Riboseq library preparation

DMSO and DAC + SB939-treated NCI-H1299 cells were further treated with 100 µg/ml Cycloheximide (CHX, C4859, Sigma-Aldrich) alone, or in combination with 2 µg/ml Harringtonine (HAR, LKT-H0169, Biomol GmbH) and incubated at 37 °C for 10 min. Ribosome profiling was performed as described previously88.

Riboseq data processing

Sample adapters were trimmed using cutadapt (v2.6) and demultiplexed with barcode_splitter from FASTX-toolkit (v0.0.6). Small fragments (x < 30 nt) were dropped. Unique molecular identifier (UMI) extraction was performed using umi_tools (v1.0.1).

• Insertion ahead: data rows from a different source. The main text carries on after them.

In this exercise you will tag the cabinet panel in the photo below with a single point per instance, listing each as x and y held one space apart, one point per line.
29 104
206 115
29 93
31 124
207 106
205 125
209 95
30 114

By BLAST-Like Alignment Tool, rRNA reads were filtered and discarded. The rRNA index for Rn5s, Rn18s, Rs5-8s1 was constructed from NCBI annotations. The remaining reads were aligned with Spliced Transcripts Alignment to a Reference (STAR) (v2.7.10) to GRCh37/hg19. Following, PCR duplicates were removed using umi_tools.

Software and statistical analysis

All figures and statistical analyses were generated using R v3.689 and GraphPad Prism (GraphPad Software, San Diego). The cytotoxicity analyses were evaluated with a two‐way analysis of variance (ANOVA). Schematic overview figures were created with BioRender.com.

Reporting summary

Further information on research design is available in the Nature Portfolio Reporting Summary linked to this article.